There are certain shows that, as a TV critic, you simply want to ignore out of gratitude for the work the principals have done in the past. This includes, for instance, the sitcoms Jeffrey Tambor has made since Arrested Development. Likewise, Amy Sherman-Palladino gave us the winsome and witty Gilmore Girls. Lauren Ambrose was wonderfully complex as Claire in Six Feet Under. Parker Posey—loved her in Dazed and Confused, as well as a dozen other indie movies I once saw the the Angelika Film Center and can not offhand recall the titles of.

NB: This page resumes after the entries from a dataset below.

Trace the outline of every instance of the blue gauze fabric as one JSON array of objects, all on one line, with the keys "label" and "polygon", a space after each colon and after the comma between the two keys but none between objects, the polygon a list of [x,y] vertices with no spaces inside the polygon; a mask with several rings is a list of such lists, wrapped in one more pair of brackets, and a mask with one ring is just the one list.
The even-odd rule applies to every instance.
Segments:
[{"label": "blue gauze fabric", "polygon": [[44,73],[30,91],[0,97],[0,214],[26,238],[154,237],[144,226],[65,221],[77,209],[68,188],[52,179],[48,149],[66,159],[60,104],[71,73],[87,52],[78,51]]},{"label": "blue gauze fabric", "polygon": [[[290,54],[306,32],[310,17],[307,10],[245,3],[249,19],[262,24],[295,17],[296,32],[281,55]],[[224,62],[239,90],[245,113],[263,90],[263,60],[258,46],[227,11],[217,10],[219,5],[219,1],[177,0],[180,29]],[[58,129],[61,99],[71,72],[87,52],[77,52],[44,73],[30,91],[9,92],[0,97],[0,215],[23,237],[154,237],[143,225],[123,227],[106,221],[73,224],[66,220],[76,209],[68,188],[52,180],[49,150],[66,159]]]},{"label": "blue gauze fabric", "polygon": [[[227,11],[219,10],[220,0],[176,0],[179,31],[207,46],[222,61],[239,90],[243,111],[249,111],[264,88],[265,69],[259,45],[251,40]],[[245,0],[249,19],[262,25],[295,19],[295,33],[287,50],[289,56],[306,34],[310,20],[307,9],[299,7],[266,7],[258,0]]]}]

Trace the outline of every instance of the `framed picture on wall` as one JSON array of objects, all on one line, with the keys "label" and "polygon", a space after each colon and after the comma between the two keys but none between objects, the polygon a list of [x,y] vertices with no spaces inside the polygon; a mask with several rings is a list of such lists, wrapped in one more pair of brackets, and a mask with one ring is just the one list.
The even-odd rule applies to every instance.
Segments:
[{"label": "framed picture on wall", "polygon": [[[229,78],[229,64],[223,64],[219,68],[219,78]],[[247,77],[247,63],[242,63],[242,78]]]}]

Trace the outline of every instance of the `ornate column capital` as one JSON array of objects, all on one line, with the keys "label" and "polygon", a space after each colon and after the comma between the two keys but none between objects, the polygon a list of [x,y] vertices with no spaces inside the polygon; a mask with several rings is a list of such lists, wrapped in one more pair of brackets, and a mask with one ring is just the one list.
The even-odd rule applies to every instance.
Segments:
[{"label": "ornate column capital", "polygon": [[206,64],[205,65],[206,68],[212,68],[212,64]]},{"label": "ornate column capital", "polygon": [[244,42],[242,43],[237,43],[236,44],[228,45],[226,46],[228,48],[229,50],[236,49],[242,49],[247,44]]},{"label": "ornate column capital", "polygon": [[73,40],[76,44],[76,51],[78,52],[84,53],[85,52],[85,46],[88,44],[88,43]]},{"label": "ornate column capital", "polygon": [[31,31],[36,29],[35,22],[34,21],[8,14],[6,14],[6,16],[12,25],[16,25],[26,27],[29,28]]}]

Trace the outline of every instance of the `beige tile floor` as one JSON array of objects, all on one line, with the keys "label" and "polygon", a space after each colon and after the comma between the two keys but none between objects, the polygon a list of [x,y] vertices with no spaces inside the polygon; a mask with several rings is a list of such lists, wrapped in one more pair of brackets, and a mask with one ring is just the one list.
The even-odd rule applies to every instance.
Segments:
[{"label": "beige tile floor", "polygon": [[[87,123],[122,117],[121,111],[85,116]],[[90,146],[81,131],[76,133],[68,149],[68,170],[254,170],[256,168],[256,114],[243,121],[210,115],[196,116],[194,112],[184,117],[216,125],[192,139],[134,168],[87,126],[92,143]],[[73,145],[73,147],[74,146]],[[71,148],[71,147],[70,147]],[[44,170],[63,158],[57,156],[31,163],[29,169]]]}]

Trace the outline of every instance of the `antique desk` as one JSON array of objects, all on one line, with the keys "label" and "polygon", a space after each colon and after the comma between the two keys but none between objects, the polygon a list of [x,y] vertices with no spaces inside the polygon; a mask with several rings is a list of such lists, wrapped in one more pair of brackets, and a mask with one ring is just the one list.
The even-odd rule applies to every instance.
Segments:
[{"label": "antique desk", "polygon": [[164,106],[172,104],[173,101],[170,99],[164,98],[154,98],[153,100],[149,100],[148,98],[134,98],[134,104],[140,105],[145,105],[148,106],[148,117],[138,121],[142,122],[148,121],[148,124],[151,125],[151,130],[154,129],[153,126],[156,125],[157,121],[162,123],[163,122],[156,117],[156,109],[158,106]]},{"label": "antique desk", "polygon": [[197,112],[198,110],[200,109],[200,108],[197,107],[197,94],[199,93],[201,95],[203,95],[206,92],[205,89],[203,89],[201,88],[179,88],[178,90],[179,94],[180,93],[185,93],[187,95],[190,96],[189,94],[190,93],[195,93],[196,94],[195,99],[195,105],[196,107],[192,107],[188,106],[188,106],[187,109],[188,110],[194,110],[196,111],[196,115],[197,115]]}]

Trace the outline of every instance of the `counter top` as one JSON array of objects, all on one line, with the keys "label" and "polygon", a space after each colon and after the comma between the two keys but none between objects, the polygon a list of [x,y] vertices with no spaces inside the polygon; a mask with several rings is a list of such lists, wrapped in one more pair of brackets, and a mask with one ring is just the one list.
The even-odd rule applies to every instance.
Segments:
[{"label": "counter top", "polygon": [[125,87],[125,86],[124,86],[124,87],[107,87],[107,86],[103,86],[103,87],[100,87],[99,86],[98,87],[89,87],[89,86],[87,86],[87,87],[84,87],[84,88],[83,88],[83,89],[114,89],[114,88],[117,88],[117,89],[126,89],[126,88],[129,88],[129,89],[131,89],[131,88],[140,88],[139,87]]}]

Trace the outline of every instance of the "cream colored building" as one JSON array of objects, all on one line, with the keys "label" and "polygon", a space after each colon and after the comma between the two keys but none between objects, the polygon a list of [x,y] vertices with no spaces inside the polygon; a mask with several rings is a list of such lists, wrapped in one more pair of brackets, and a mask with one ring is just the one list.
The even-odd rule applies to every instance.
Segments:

Yes, Gilmore Girls, Six Feet Under and Dazed and Confused—right fine entertainment! Why not rent the DVDs of those this weekend? Yessiree, you can’t go wrong that way! Now, moving on—

All right, I’ll face up to it. That elephant-sized crater in the room: it’s the hole left when the expectations I had for Fox’s The Return of Jezebel James crashed to Earth after I saw two episodes.


The sitcom, in which Posey plays a type-A, single children’s-book editor who hires her sister (Ambrose) to be a surrogate mother for her is not only flawed because it makes a Friends subplot into a series. It’s a weird, tone-deaf mismatch of talents, styles and genre.

Sherman-Palladino’s whip-crack dialogue is here, but it smacks up against a jarring laugh track that only reminds you that, where Gilmore Girls’ family dramedy was organic and derived from the characters, Jezebel’s is forced, formulaic and seems imposed on the characters. Gilmore was as great as it was because it was an hourlong comedy that developed from a high-concept situation (former teen mom now has teen daughter!) but it wasn’t at all sitcommy.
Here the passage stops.